We have the issues on latest stable (we even tried the just-committed 5898), and then switched to the trunk branch to try incremental updates until the issue appeared. Everything is OK up to revision 5883. However, when I ran a poll with debug, everything works OK (even in the latest revisions). We use the poller-wrapper script in our crontab, and when I edited it to pass the debug argument to the poller.php script, the issue is resolved. So only non-debug polling via the poller-wrapper script seems (partially) broken, strangely.

I can provide the full debug and non-debug polling logs, if required, but there isn't really anything useful there, since everything works as expected with the debug turned on, and pretty much nothing gets output on the non-debug runs that fail. Here are the first 15 lines of the no-debug poll run log, with a host "xxx1" that failed at the top:

Observium v0.14.10.5898 Poller

Starting polling run:

xxx1nyi.net 26 ios (cisco) Observium v0.14.10.5898 Poller

Starting polling run:

xxx2.nyi.net 9 ios (cisco) Observium v0.14.10.5898 Poller

Also, when the non-debug poll runs and fails, it only takes < 1 second to finish the poll. Whatever is failing is happening very early in the polling process, before it runs any SQL. Here is a snippet of some failures from the poll log:

[2014/10/21 14:35:00 -0400] discovery.php(84391): /usr/local/www/apache24/observium/discovery.php: new - 0 devices discovered in 0.002 secs [2014/10/21 14:35:01 -0400] poller.php(84397): /usr/local/www/apache24/observium/poller.php: xxx1.nyi.net - 1 devices polled in 0.294 secs [2014/10/21 14:35:01 -0400] poller.php(84402): /usr/local/www/apache24/observium/poller.php: xxx2.nyi.net - 1 devices polled in 0.516 secs [2014/10/21 14:35:08 -0400] poller.php(84601): /usr/local/www/apache24/observium/poller.php: xxx3.nyi.net - 1 devices polled in 0.405 secs [2014/10/21 14:35:11 -0400] poller.php(84689): /usr/local/www/apache24/observium/poller.php: xxx4.nyi.net - 1 devices polled in 0.259 secs [2014/10/21 14:35:12 -0400] poller.php(84711): /usr/local/www/apache24/observium/poller.php: xxx5.nyi.net - 1 devices polled in 0.334 secs [2014/10/21 14:35:17 -0400] poller.php(84855): /usr/local/www/apache24/observium/poller.php: xxx6.nyi.net - 1 devices polled in 0.170 secs [2014/10/21 14:35:17 -0400] poller.php(84871): /usr/local/www/apache24/observium/poller.php: xxx7.nyi.net - 1 devices polled in 0.270 secs

These servers normally take about 15 - 30 seconds each to poll. Here is the start of the successful debug-enabled poll run for the same host that failed first above (xxx1):

xxx1.nyi.net 26 ios (cisco) Observium v0.14.10.5898 Poller

Starting polling run:

SQL[SELECT `device_id` FROM `devices` WHERE `disabled` = 0 AND `device_id` = '9' ORDER BY `device_id` ASC]

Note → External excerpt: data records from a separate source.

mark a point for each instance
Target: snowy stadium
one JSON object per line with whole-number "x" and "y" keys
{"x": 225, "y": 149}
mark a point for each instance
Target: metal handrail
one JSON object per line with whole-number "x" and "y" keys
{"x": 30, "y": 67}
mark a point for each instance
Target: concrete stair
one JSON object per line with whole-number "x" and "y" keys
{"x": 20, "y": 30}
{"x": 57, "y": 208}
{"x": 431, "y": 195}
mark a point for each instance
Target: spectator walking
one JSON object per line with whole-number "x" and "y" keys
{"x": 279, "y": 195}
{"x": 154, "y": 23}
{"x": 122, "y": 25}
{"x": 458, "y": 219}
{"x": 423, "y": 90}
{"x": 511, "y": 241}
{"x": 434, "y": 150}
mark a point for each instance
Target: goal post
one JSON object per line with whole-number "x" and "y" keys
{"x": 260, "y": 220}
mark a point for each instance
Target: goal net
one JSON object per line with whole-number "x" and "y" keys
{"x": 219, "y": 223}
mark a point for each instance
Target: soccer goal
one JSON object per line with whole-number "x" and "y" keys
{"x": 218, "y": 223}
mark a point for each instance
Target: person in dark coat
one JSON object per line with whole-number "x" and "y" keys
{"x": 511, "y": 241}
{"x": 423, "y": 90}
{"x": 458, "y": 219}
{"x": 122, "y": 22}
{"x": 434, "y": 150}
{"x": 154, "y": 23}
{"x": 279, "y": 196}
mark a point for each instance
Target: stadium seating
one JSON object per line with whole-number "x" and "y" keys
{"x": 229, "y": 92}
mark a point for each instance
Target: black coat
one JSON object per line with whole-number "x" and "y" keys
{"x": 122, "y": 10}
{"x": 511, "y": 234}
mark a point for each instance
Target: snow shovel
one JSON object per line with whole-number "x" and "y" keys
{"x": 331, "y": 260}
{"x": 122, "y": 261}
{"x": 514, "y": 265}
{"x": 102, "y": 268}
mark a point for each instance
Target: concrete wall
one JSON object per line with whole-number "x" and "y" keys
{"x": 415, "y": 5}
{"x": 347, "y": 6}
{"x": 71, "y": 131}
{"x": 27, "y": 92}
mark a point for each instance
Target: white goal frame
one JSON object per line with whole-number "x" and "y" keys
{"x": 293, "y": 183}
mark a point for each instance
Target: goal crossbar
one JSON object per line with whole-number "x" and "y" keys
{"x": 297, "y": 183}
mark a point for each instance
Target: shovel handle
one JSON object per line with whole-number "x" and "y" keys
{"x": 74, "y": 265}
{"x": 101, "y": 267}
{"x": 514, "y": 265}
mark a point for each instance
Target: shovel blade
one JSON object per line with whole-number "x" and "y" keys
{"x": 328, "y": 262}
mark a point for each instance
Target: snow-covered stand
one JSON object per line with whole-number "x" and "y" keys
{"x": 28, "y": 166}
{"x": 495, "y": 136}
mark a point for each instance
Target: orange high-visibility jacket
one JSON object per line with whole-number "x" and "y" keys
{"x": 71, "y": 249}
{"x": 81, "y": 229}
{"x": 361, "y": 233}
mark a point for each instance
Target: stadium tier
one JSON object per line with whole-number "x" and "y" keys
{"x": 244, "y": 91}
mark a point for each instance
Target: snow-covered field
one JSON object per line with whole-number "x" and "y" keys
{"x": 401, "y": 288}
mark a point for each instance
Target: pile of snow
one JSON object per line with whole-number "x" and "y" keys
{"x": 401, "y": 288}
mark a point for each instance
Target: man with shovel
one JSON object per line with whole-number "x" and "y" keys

SQL[SELECT * FROM `devices` WHERE `device_id` = '9']

And the poll log times:

[2014/10/21 14:37:58 -0400] poller.php(86759): /usr/local/www/apache24/observium/poller.php: xxx1.nyi.net - 1 devices polled in 21.44 secs [2014/10/21 14:38:00 -0400] poller.php(86755): /usr/local/www/apache24/observium/poller.php: xxx2.nyi.net - 1 devices polled in 23.24 secs [2014/10/21 14:38:04 -0400] poller.php(86753): /usr/local/www/apache24/observium/poller.php: xxx3.nyi.net - 1 devices polled in 27.00 secs [2014/10/21 14:38:05 -0400] poller.php(87587): /usr/local/www/apache24/observium/poller.php: xxx4.nyi.net - 1 devices polled in 6.771 secs [2014/10/21 14:38:07 -0400] poller.php(87645): /usr/local/www/apache24/observium/poller.php: xxx5.nyi.net - 1 devices polled in 7.678 secs [2014/10/21 14:38:07 -0400] poller.php(86760): /usr/local/www/apache24/observium/poller.php: xxx6.nyi.net - 1 devices polled in 30.35 secs [2014/10/21 14:38:16 -0400] poller.php(87247): /usr/local/www/apache24/observium/poller.php: xxx7.nyi.net - 1 devices polled in 27.67 secs

On 10/21/2014 11:13 AM, Mike Stupalov wrote:

...

Joseph,

same questions.. you get this issue on latest stable (r5889) or latest trunk?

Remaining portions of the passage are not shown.